State Key Laboratory of Genetic Engineering, Collaborative Innovation Center of Genetics and Development, Human Phenome Institute, Shanghai Engineering Research Center of Industrial Microorganisms, School of Life Sciences and Huashan Hospital, Fudan University, Shanghai, 200438, P.R. China.
State Key Laboratory of Reproductive Medicine, Nanjing Medical University, Nanjing 211166, P.R. China.
Nucleic Acids Res. 2021 May 21;49(9):e54. doi: 10.1093/nar/gkab089.

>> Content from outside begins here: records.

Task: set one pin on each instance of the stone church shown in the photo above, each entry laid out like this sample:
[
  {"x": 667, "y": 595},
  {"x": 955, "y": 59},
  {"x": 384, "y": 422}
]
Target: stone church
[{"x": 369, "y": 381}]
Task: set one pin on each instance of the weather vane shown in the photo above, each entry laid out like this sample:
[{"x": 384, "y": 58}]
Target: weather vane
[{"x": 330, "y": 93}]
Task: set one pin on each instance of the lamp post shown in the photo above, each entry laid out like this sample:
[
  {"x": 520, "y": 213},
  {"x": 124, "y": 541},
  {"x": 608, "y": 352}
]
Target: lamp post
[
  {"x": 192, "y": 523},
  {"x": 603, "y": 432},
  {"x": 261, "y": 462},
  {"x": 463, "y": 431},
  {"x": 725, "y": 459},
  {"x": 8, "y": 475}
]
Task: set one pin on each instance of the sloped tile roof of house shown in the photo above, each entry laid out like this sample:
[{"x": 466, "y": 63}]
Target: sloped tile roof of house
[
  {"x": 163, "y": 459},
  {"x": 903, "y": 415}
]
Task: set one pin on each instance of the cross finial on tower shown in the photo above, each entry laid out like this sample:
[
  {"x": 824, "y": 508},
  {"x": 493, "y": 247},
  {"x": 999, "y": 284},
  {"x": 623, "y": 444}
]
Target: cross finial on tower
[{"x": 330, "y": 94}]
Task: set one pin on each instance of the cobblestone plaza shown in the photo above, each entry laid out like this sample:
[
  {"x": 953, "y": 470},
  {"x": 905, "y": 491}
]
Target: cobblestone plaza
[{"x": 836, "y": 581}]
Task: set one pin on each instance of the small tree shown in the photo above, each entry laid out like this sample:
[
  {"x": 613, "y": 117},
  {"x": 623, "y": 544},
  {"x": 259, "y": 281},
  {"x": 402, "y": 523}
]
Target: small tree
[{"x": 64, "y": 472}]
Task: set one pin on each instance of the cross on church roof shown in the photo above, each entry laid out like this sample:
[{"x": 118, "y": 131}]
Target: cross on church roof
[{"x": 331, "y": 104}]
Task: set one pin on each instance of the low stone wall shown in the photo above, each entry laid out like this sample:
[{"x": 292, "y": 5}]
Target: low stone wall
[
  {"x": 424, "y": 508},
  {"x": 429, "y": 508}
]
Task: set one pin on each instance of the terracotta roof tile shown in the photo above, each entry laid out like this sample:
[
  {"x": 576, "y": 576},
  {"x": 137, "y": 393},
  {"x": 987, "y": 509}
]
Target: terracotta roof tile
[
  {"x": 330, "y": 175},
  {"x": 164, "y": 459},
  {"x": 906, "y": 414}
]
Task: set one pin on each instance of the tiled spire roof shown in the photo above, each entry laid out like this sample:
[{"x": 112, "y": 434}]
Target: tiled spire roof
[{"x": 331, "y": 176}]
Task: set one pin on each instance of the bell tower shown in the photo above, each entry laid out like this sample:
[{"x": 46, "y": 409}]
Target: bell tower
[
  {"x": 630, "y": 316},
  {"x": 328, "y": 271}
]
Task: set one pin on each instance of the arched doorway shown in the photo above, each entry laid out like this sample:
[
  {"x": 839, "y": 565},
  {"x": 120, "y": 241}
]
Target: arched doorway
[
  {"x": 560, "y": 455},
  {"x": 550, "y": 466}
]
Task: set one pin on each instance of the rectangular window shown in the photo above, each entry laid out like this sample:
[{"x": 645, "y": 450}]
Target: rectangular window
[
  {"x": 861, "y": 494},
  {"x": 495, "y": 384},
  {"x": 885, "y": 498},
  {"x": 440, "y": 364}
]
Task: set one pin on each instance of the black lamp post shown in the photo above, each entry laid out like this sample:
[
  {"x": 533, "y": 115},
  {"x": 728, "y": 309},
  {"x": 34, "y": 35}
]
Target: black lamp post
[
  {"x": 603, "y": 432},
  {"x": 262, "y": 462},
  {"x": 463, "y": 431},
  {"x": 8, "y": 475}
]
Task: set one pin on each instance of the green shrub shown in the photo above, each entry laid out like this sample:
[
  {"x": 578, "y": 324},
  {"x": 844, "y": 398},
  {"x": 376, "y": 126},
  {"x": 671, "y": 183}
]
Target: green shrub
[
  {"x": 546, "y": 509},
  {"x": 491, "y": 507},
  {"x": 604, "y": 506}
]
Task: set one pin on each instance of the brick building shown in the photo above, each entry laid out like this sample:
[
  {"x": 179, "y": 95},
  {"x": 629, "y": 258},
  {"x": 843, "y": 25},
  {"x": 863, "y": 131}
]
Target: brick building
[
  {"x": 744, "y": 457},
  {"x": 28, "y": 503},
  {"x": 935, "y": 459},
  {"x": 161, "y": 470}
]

With the tremendous increase of publicly available single-cell RNA-sequencing (scRNA-seq) datasets, bioinformatics methods based on gene co-expression network are becoming efficient tools for analyzing scRNA-seq data, improving cell type prediction accuracy and in turn facilitating biological discovery. However, the current methods are mainly based on overall co-expression correlation and overlook co-expression that exists in only a subset of cells, thus fail to discover certain rare cell types and sensitive to batch effect. Here, we developed independent component analysis-based gene co-expression network inference (ICAnet) that decomposed scRNA-seq data into a series of independent gene expression components and inferred co-expression modules, which improved cell clustering and rare cell-type discovery. ICAnet showed efficient performance for cell clustering and batch integration using scRNA-seq datasets spanning multiple cells/tissues/donors/library types. It works stably on datasets produced by different library construction strategies and with different sequencing depths and cell numbers. We demonstrated the capability of ICAnet to discover rare cell types in multiple independent scRNA-seq datasets from different sources. Importantly, the identified modules activated in acute myeloid leukemia scRNA-seq datasets have the potential to serve as new diagnostic markers. Thus, ICAnet is a competitive tool for cell clustering and biological interpretations of single-cell RNA-seq data analysis.
随着公共单细胞 RNA 测序 (scRNA-seq) 数据集的大量增加,基于基因共表达网络的生物信息学方法正成为分析 scRNA-seq 数据的有效工具,提高细胞类型预测准确性,并进而促进生物学发现。然而,目前的方法主要基于整体共表达相关性,而忽略了仅存在于部分细胞中的共表达,从而无法发现某些罕见的细胞类型,并对批次效应敏感。在这里,我们开发了基于独立成分分析的基因共表达网络推断 (ICAnet),它将 scRNA-seq 数据分解成一系列独立的基因表达成分,并推断出共表达模块,从而提高了细胞聚类和罕见细胞类型的发现能力。ICAnet 在使用跨越多个细胞/组织/供体/文库类型的 scRNA-seq 数据集进行细胞聚类和批次整合方面表现出高效的性能。它在由不同文库构建策略产生的数据集以及具有不同测序深度和细胞数量的数据集上都能稳定运行。我们证明了 ICAnet 能够在来自不同来源的多个独立的 scRNA-seq 数据集中发现罕见的细胞类型。重要的是,在急性髓系白血病 scRNA-seq 数据集中鉴定出的激活模块有可能成为新的诊断标志物。因此,ICAnet 是单细胞 RNA-seq 数据分析中细胞聚类和生物学解释的一种有竞争力的工具。